A frequency-resolved mutual information rate and its application to neural systems.

The encoding and processing of time-dependent signals into sequences of action potentials of sensory neurons is still a challenging theoretical problem. Although, with some effort, it is possible to quantify the flow of information in the model-free framework of Shannon's information theory, this yields just a single number, the mutual information rate. This rate does not indicate which aspects of the stimulus are encoded. Several studies have identified mechanisms at the cellular and network level leading to low- or high-pass filtering of information, i.e., the selective coding of slow or fast stimulus components. However, these findings rely on an approximation, specifically, on the qualitative behavior of the coherence function, an approximate frequency-resolved measure of information flow, whose quality is generally unknown. Here, we develop an assumption-free method to measure a frequency-resolved information rate about a time-dependent Gaussian stimulus.
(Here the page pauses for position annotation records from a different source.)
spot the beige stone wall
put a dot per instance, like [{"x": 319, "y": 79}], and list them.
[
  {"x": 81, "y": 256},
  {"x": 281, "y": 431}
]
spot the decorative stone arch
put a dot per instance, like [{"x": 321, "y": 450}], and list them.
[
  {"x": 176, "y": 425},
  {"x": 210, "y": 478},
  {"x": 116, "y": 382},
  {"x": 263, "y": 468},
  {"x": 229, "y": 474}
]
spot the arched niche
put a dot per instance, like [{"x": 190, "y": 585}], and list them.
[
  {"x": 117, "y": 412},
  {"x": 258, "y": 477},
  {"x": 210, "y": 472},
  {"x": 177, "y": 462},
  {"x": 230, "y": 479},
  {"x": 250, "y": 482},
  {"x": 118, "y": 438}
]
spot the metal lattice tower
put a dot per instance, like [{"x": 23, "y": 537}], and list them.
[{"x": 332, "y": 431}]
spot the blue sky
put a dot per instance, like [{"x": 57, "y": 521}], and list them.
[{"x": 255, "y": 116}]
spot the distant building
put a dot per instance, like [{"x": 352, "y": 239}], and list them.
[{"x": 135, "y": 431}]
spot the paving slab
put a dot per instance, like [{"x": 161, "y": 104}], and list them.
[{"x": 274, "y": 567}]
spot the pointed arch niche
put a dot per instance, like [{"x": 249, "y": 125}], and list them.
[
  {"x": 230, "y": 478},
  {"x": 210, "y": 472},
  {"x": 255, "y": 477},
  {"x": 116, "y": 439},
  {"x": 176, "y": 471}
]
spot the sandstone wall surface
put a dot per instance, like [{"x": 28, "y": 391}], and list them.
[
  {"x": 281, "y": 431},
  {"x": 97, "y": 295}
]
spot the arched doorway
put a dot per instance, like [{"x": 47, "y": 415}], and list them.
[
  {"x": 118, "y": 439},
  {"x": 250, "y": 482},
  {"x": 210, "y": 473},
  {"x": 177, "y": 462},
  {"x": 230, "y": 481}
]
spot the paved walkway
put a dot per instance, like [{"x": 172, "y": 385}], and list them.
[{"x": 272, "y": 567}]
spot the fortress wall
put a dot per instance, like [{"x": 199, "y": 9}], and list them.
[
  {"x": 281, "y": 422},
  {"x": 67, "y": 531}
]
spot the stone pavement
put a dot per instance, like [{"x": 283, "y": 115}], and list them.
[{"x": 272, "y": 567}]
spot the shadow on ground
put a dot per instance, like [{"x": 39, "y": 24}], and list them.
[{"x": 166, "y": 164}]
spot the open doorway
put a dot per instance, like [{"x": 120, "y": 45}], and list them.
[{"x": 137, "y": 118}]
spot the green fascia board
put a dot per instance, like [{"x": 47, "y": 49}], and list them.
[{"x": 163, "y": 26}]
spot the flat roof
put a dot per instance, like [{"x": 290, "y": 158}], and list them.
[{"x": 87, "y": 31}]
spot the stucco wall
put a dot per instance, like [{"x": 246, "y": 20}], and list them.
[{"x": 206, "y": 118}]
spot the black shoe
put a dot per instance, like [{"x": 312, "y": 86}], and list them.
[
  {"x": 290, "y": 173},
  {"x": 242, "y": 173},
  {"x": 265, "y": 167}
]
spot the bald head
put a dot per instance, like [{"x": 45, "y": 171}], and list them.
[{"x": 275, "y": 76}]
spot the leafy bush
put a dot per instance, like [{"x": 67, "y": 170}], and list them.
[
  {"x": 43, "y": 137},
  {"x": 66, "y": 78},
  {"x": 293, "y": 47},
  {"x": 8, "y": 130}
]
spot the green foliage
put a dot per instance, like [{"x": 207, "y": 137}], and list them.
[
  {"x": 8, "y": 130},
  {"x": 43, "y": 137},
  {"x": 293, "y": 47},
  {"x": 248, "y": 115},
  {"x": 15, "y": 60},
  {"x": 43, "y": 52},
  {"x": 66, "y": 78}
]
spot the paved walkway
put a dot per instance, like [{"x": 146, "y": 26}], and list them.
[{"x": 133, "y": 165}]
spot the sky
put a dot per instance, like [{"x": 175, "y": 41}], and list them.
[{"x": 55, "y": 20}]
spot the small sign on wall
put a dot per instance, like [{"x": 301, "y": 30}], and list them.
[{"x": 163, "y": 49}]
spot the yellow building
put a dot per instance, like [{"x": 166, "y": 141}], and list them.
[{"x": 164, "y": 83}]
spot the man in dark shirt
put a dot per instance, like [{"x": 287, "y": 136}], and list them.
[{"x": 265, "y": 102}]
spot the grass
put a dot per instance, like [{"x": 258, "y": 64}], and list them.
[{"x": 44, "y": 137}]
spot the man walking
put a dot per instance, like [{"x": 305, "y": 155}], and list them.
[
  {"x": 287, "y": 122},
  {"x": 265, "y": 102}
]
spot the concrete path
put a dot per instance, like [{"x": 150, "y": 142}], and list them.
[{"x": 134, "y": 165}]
We demonstrate its application for three paradigmatic descriptions of neural firing: an inhomogeneous Poisson process that carries a signal in its instantaneous firing rate; an integrator neuron (stochastic integrate-and-fire model) driven by a time-dependent stimulus; and the synchronous spikes fired by two commonly driven integrator neurons. In agreement with previous coherence-based estimates, we find that Poisson and integrate-and-fire neurons are broadband and low-pass filters of information, respectively. The band-pass information filtering observed in the coherence of synchronous spikes is confirmed by our frequency-resolved information measure in some but not all parameter configurations. Our results also explicitly show how the response-response coherence can fail as an upper bound on the information rate.